In the firms I have worked for that are more technology- than labour-intensive, and want to move away from paper storage, time sheets are sent with each invoice. While I am a firm supporter of doing so, if a matter turns litigious at some point in the future, then there is the possibility that privilege may have been inadvertently waived as time sheets contain detailed file notes if a client, who more often than not is not legally trained, makes the time sheets available to a third party.
It is also well-known that a law firm’s business model is that the remuneration paid to a lawyer is ⅓ (or ¼) of the yearly fee billed by the lawyer with ⅓ of the fee earned allocated to the firm’soverheads (which includes administrative and support staff) and the other ⅓ profit. There is therefore pressure on lawyers to charge out as much of their time and recover as much of their time in fees to meet their budgets and to justify a salary increase in the next financial year. The
question that needs to be asked is whether it is fair to expect each employee to contribute as much as ⅓ of their fee to the firm’s overheads bearing in mind that overheads may have already been met or exceeded when every fee earner’s ⅓
contribution is taken into account. Employees are not the business owners. Employees who work for other businesses are not expected to contribute towards overheads.
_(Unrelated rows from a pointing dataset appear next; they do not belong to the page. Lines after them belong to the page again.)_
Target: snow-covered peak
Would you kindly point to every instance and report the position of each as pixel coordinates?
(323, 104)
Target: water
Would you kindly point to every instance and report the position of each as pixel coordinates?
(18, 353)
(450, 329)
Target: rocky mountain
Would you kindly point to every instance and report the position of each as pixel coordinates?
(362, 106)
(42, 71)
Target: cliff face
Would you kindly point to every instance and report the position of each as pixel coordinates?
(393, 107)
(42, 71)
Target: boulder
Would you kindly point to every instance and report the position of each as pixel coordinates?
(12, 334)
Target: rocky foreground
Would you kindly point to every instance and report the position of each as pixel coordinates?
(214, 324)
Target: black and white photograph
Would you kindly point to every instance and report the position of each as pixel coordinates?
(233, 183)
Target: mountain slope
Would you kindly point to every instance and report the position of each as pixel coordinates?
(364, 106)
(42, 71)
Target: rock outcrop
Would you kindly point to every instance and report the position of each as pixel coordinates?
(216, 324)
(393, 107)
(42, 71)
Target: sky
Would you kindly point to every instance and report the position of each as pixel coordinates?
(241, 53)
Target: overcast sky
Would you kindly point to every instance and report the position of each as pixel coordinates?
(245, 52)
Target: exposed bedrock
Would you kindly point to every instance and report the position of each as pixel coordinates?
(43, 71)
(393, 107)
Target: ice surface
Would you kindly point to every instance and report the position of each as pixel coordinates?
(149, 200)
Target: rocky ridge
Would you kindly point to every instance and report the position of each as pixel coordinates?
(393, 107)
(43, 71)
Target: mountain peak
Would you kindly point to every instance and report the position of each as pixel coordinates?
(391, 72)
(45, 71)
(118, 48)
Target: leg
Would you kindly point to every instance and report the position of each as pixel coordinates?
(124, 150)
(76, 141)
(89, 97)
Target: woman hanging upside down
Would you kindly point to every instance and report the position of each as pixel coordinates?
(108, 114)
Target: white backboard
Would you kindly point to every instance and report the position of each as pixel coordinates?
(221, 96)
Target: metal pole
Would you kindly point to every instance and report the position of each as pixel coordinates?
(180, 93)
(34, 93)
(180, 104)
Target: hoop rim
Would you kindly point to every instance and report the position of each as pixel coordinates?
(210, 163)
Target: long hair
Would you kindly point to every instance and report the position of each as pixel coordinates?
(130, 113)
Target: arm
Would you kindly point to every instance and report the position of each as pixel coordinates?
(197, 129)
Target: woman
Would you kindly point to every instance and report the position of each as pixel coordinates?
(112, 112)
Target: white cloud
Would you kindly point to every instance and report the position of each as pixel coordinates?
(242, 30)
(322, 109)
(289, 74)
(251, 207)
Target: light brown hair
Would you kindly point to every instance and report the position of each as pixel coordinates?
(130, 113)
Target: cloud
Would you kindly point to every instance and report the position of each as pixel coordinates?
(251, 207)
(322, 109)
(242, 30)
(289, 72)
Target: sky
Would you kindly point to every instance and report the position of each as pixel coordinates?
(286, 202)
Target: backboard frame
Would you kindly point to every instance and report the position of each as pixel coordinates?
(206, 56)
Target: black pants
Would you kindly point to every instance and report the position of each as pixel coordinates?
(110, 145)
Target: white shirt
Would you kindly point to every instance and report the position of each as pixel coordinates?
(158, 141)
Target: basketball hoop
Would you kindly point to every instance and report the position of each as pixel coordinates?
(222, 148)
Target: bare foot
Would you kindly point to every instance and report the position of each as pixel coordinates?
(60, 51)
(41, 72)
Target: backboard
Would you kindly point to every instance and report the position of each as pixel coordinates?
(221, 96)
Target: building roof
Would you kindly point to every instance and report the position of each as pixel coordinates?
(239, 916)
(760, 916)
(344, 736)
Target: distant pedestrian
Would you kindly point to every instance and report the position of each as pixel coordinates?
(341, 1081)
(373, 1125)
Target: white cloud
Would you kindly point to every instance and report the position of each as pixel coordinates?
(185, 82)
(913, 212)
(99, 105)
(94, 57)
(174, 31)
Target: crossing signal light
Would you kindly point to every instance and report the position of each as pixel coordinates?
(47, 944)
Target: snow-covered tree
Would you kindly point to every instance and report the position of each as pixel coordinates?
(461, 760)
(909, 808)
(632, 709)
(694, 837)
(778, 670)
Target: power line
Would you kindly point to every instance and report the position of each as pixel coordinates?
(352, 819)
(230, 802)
Most, if not all, businesses undertake a detailed costing on all spending and their profit margin in their business plans, and employ staff on the budgets they set in their business plans.
A better model would be to set realistic budgets for employees. A realistic budget would typically allocate overheads to the business owners. Perhaps it would only allocate a small percentage of the profit to the employee. As an example, the employee who is paid $90,000 would have a budget of $120,000. This requires a shift away from the business model practiced by the legal profession. In addition, in technology intensive firms where lawyers undertake their own administrative and support work, expecting the employee to contribute to ⅓ of the firm’s overheads is no longer justified. Re-thinking the typical law firm business model may prevent ‘billing abuses’.
There has also been a lot of talk recently about access to justice. Recently, I was contacted to make an appointment for a recommended medical check-up. I asked how much it would cost. I declined to have that medical check-up on being advised of the cost.
It is a sad reality that prices have increased post the Global Financial Crisis, the so-called housing crisis in Auckland and the Christchurch earthquakes. Most salary and wage earners I know say that they earn roughly what they were earning ten years ago. Yet, the legal profession is under constant pressure to make access to justice affordable. The only way that can be done is if the charge-out rates of lawyers decrease. The question should then be asked – what should a lawyer’s hourly charge-out rate be? With the increase in prices in other sectors, lawyers cannot really afford to reduce prices. Lawyers are also in business and like any business they are in trade to make a profit. This may also be a factor on ‘billing abuses’.
Access to justice can only be achieved if the economy is healthy. At the moment, it is skewed with high property prices in Auckland which in turn has an impact on disposable income, mortgage payments, leases, rent, rates, insurance, and everything else.